Elected governor in 2001, McGreevey resigned in August 2004 after a lawsuit that threatened to expose an extramarital affair with another man.  He announced that he was gay, admitted his relationship, apologized to this then-wife and the people of New Jersey, and departed office in November.

Since leaving office, McGreevey actively sought a path to personal and public redemption.  He earned a divinity degree, worked at an additional Hudson County Correctional Center treatment facility, and wrote a memoir, Confession.   He now runs the New Jersey Reentry Corporation, a hugely successful non-profit agency that advocates for the removal of barriers for men and women returning from jail or prison.   His work at the non-profit has won him widespread acclaim from top political leaders from both parties.

While McGreevey’s political base had been Middlesex County, the former governor has strong roots in Hudson County.  He was born in Jersey City, where his grandfather was a police officer, and returned about ten years ago.

Once a close ally of Fulop, the two split after Fulop fired him as head of Jersey City’s Employment & Training  Program in 2019.

A former assistant prosecutor and executive director of the New Jersey Parole Board, McGreevey was elected to the State Assembly in 1989 and then won a hugely competitive race for mayor of Woodbridge, New Jersey’s seventh-largest municipality, in 1991.   In 1993, McGreevey ousted State Sen. Randy Corman (R-Sayreville) by nearly three percentage points to flip the 19th district Senate seat.

In 1997, McGreevey came within 25,426 votes (57%-46%) of ousting a popular Republican governor, Christine Todd Whitman.  Four years later, he was elected governor by fifteen percentage points against Republican Bret Schundler, the mayor of Jersey City; helped by his coattails, Democrat regained control of the State Assembly.

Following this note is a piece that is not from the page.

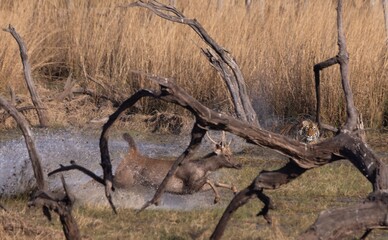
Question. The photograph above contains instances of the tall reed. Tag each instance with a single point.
(276, 47)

As governor, McGreevey faced several controversies, especially hiring an Israeli citizen, Golan Cipel, as his homeland security advisor despite lacking qualifications.  McGreevey later acknowledged that he was having an affair with Cipel.  Nineteen years later, some political observers wonder whether the issue necessitated his departure from office.

In becoming a candidate for mayor, McGreevey follows the lead of Jerry Brown, who served two terms as governor of California and then returned to office sixteen years later by winning the election as the mayor of Oakland.

If he wins, McGreevey will become the first elected former New Jersey governor to return to public office since William Newell ran for Congress four years after leaving the governor’s office.  He lost re-election two years later and was defeated twice after that.   Later, Newell moved to Washington State when President Rutherford Hayes appointed him territorial governor; he remained there and was later elected mayor of Olympia, Washington.

Four other ex-governors lost comeback bids: Edward Stokes in a Republican U.S. Senate primary, Harold Hoffman in a GOP gubernatorial primary, Robert Meyner in a general election for governor, and Jim Florio in a Democratic U.S. Senate primary.

Another Jersey City politician, A. Harry Moore served three non-consecutive terms as governor in the 1920s, 1930s, and 1940s when New Jersey governors were limited to one three-year term.   He was elected to the U.S. Senate between two of his gubernatorial stints.